Une autre mesure possible est le déclassement subjectif. Cette approche a été popularisée par les travaux de Sicherman (1991). La mesure subjective a pour avantage de refléter la perception du jeune sur son propre emploi et ainsi de pouvoir prendre en compte un contexte d’emploi

28 spécifique (Lemistre, op.cit.) ou un segment spécifique de marché (Dolton et Vignoles, op.cit.). Cet avantage est également un inconvénient puisque deux personnes occupant le même emploi et titulaires d’un même diplôme n’auront pas nécessairement le même sentiment de déclassement à l’égard de leur emploi.

En regard des limites des différentes mesures du déclassement, plusieurs tentatives ont été menées afin de proposer une mesure combinant les différentes approches. L’analyse du lien entre dévalorisation et déclassement est en effet rendue possible par la comparaison des mesures subjectives et institutionnelles dans le temps (Giret et Lemistre, 2004). La principale conclusion de cette étude est la hausse du déclassement institutionnel et la baisse du déclassement subjectif, ce qui tendrait à montrer selon les auteurs que les jeunes ont anticipé et intériorisé le fait que leur diplôme ne pourrait peut-être leur offrir le niveau de qualification dans l’emploi escompté par la norme de correspondance traditionnelle. Dans des travaux ultérieurs, Lemistre (2010) propose de confronter les approches subjectives, statistiques et institutionnelles. Pour ce faire, il mobilise une table de correspondance plus détaillée, tenant compte du niveau, du diplôme et de la spécialité de formation. La nouvelle matrice ainsi créée comprend désormais 18 catégories de diplôme et 29 catégories d’emplois. À l’aune du croisement des différentes mesures, le taux de déclassement observé apparaît nettement revu à la baisse. Surtout, la spécialité ou la filière de formation discrimine les situations de déclassement pour des emplois supposés de même niveau de qualification. En outre, le déclassement dépend également des caractéristiques de l’entreprise où les emplois sont occupés (Giret et Hatot, 2001).

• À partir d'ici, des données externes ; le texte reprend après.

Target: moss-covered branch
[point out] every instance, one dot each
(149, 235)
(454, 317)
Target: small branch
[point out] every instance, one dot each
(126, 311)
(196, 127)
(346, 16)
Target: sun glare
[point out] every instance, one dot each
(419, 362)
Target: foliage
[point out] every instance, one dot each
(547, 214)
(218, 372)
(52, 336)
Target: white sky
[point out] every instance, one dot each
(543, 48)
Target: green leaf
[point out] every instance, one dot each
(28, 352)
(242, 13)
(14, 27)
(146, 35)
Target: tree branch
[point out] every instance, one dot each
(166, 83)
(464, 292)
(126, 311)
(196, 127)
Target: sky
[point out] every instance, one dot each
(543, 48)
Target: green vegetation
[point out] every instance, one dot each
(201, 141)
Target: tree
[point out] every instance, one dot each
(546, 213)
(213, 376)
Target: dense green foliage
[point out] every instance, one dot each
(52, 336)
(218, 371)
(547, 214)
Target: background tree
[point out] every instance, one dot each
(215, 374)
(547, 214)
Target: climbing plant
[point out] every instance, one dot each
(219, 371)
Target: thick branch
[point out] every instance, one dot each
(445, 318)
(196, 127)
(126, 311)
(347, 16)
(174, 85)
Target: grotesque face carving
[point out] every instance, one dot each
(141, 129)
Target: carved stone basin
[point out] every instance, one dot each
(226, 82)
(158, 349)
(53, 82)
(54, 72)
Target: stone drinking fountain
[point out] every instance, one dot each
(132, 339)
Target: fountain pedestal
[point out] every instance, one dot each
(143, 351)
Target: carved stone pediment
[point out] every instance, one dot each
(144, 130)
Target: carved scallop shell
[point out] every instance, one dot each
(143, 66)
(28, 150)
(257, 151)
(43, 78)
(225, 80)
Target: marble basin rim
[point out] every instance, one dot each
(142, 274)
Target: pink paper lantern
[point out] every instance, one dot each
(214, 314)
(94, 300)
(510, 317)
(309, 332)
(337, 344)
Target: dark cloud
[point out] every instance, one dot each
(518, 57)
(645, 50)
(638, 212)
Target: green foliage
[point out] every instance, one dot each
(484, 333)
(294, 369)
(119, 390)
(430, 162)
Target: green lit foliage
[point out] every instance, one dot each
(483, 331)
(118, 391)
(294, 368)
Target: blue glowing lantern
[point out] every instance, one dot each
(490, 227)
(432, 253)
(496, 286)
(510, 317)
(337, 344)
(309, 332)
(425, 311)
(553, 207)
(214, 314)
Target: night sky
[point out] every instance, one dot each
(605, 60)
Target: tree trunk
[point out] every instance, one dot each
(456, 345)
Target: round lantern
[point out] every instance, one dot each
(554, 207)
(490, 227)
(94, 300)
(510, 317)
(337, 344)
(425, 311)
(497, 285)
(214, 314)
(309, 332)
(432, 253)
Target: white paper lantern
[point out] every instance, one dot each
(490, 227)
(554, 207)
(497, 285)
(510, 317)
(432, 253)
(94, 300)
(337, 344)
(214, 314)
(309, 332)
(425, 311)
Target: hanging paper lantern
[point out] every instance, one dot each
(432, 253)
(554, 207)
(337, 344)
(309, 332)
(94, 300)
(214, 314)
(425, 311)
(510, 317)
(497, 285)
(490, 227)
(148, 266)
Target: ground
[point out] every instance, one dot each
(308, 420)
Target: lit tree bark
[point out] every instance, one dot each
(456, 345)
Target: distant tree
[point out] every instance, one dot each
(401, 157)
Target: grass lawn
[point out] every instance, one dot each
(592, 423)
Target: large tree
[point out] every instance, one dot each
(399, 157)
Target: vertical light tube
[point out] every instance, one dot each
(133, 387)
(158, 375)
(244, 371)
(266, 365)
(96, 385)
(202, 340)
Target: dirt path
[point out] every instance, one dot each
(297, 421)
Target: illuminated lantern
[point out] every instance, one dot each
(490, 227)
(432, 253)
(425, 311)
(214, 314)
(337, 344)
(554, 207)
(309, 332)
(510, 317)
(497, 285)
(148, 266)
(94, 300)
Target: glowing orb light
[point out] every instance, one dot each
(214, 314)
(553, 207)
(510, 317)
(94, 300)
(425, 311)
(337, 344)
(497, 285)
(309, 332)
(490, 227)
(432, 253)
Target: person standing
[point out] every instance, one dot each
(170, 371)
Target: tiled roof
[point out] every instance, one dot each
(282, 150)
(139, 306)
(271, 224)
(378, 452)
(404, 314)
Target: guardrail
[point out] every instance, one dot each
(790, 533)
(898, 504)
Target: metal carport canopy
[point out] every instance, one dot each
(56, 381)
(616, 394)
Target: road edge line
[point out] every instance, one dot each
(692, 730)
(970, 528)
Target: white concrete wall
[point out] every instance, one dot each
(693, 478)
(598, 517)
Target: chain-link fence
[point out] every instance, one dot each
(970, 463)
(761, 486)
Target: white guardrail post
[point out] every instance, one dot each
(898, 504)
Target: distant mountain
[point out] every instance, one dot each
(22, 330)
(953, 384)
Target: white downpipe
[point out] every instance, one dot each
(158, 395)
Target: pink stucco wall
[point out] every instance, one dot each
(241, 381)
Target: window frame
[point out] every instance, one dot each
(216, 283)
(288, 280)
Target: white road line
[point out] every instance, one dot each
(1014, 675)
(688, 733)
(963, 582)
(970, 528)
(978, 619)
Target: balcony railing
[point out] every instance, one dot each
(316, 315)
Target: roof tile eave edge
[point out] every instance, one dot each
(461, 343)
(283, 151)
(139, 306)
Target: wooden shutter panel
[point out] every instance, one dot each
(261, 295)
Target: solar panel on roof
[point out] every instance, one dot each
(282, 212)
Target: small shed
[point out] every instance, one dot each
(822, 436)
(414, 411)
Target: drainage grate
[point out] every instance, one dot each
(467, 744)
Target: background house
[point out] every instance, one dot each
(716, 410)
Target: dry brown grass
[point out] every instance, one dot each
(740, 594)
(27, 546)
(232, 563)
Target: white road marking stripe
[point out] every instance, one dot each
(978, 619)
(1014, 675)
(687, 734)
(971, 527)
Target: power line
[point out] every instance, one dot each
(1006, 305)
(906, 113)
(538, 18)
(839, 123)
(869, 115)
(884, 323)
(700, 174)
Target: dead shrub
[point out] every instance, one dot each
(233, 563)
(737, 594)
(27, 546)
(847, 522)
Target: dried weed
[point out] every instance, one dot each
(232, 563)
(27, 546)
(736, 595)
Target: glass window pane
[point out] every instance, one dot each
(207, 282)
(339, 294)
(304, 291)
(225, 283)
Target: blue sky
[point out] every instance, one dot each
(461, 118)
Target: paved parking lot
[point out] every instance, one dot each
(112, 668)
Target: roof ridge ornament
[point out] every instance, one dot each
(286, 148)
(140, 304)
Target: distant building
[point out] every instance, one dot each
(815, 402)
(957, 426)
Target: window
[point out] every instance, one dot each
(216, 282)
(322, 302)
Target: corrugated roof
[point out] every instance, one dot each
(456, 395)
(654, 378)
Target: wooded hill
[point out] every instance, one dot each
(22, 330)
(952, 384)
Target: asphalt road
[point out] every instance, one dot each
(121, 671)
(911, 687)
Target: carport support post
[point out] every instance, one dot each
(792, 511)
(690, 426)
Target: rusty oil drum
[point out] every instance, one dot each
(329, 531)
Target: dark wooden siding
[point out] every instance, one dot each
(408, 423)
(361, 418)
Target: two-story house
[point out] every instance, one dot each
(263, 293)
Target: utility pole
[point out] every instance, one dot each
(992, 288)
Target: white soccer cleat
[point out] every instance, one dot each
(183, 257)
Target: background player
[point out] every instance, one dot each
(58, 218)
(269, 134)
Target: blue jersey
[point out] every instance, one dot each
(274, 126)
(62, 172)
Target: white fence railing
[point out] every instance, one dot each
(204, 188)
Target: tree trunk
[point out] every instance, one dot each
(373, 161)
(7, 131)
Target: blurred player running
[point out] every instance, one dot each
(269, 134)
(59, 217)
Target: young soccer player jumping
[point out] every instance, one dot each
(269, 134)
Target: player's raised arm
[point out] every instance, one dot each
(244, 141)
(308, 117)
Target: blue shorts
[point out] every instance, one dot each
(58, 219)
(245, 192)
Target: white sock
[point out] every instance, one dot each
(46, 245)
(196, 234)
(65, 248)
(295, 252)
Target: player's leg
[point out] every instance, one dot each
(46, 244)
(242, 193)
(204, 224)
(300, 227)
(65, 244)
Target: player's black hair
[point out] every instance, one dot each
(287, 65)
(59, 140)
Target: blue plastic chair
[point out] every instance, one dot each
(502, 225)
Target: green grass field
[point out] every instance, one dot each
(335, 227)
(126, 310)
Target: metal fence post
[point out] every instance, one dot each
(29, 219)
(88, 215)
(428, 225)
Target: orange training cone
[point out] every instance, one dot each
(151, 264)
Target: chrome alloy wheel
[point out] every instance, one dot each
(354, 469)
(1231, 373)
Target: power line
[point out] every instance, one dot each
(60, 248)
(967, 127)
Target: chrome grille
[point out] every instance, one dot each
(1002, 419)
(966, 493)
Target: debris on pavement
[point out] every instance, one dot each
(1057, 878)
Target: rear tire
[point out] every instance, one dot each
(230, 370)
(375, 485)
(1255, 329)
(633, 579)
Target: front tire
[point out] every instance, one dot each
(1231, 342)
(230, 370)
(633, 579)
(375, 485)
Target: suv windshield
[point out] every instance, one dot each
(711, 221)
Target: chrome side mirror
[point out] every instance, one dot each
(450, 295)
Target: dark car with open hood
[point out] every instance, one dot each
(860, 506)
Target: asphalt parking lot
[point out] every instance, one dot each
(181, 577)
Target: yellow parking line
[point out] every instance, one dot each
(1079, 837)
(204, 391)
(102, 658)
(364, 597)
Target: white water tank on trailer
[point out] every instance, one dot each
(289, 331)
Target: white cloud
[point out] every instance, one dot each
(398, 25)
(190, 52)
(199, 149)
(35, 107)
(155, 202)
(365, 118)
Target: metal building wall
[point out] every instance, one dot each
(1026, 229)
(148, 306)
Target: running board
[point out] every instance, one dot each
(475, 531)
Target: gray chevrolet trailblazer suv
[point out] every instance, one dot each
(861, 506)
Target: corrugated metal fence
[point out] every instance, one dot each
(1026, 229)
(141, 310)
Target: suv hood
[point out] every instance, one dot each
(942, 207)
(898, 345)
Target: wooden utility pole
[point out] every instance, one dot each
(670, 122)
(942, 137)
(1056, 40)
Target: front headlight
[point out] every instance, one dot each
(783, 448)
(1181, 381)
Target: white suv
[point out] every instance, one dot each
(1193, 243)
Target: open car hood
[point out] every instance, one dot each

En résumé, la question autour du déclassement qui s’est posée ici était d’essayer de savoir si ce phénomène ne résultait pas d’une évolution de la norme diplôme-emploi, consécutivement à l’expansion scolaire. L’approche proposée par Lemistre (2007, 2010) permet de montrer que les théories de l’offre souffrent de certaines limites pour pouvoir expliquer les nouvelles formes de déclassement mises en évidence. En effet, celles-ci « ne permettent pas d’envisager de sous-

utilisation significative ou durable des compétences individuelles sur le marché du travail »

(Nauze-Fichet et Tomasini, op.cit.). Pour pouvoir envisager de telles situations et prendre en compte le rôle différencié de la spécialité du diplôme, de la filière, des caractéristiques de l’emploi et du chômage, il convient d’explorer les théories qui intègrent la demande de travail et ses déterminants.